I do not think I saw you there, Mr Deputy Speaker, but what this display was, and it is hard to describe the absolute enormity, the waves of young people from primary school to high school to young adults. About 90 per cent of the people were children, about 10 per cent were adults. The energy of the young people was incredible, their passion and their incredible, clear words. They know what they want and what they want is leadership from politicians. They want action from politicians. They want the people who have the ability to change the way we do things, to change and dramatically bring down our carbon emissions. They want us to act.
I want to share some of their beautiful signs, because children can be so humorous and playful and they used their words. I saw a sea of signs - Losing Nemo: One of the year's best disaster films; Denial is not a Policy; There is no Planet B; Time is running out; Wake up to the climate crisis; We cannot drink oil and we cannot breathe money; Santa: Homeless by 2021; The oceans are rising and so are we; Scott Morrison, you are three times our age and three times as naïve, and a special message to the minister for Education: I am sorry I cannot do my homework, I am too busy saving the planet.

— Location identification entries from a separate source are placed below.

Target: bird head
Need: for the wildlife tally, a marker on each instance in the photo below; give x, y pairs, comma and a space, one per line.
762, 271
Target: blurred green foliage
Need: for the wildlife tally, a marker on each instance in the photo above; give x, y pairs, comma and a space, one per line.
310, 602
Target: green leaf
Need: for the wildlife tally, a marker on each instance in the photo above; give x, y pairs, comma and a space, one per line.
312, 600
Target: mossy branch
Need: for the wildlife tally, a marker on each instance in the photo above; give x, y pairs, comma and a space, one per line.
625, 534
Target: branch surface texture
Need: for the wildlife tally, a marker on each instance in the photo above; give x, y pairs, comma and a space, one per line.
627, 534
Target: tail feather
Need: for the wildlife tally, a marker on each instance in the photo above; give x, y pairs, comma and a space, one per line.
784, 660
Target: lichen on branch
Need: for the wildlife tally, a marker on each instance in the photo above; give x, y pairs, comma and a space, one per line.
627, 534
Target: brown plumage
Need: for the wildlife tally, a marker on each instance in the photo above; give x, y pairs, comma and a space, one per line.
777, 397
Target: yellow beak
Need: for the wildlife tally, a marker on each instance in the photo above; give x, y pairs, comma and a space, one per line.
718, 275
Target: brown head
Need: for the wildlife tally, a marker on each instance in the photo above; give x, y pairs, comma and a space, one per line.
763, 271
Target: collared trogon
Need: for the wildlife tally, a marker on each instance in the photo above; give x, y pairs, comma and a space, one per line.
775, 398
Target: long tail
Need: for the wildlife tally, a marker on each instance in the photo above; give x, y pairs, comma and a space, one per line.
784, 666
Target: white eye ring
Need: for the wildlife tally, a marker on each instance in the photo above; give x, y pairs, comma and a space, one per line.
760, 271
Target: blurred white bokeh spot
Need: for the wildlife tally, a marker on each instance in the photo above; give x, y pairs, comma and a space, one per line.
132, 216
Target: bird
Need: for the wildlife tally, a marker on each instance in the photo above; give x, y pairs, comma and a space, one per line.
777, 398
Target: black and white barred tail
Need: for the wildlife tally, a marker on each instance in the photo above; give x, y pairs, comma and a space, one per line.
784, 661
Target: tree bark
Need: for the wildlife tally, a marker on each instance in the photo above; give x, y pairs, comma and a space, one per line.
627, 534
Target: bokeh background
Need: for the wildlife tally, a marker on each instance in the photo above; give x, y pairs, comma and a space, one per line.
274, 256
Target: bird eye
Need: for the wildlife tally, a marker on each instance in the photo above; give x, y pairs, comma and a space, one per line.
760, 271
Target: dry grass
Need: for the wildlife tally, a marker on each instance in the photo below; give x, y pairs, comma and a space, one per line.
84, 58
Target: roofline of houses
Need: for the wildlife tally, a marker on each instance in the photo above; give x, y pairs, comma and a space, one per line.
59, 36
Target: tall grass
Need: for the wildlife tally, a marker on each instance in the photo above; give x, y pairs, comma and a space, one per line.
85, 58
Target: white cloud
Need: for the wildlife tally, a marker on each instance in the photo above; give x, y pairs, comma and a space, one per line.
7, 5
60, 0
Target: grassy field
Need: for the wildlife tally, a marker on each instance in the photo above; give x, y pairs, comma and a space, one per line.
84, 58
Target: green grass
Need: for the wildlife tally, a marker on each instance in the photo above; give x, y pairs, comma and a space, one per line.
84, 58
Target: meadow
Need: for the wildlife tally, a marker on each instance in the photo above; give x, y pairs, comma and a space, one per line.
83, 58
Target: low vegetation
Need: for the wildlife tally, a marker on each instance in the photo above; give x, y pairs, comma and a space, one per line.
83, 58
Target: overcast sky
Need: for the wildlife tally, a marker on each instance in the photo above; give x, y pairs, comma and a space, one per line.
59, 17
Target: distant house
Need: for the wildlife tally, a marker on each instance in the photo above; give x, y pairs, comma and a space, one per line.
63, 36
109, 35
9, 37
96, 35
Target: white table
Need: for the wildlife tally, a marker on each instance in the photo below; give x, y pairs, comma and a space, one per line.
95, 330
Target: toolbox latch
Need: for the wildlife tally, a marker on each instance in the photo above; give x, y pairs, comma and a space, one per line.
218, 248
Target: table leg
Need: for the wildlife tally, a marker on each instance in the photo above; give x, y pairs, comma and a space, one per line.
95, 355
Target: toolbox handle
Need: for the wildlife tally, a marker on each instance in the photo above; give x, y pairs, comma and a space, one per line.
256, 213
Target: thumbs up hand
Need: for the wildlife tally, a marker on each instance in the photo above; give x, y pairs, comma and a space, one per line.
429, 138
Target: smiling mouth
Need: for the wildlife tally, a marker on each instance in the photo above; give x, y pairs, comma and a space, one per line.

Mr Deputy Speaker, those children learnt so much more by striking, going and meeting with other children and sharing their collective energy and are getting positive action and support in communing with other children than they would ever have achieved by staying in the classroom that afternoon. Children, thinking children, children who look at what is happening in the world and who read social media, they understand the planet is in a very dark place; time is running out, so is the time for action.
We have been given just 11 years to take dramatic action on carbon dioxide emissions. Thanks to Greta Thunberg, a 16-year-old girl in Sweden. This is where it all started, she has been nominated for a Nobel Peace Prize. Her action alone has started this global movement because if adults will not act, children will force us to. There are solutions there; there are things we can do. It is not an unsolvable problem and I, and the rest of the Greens, will spend every day we are in Parliament talking about this until action happens.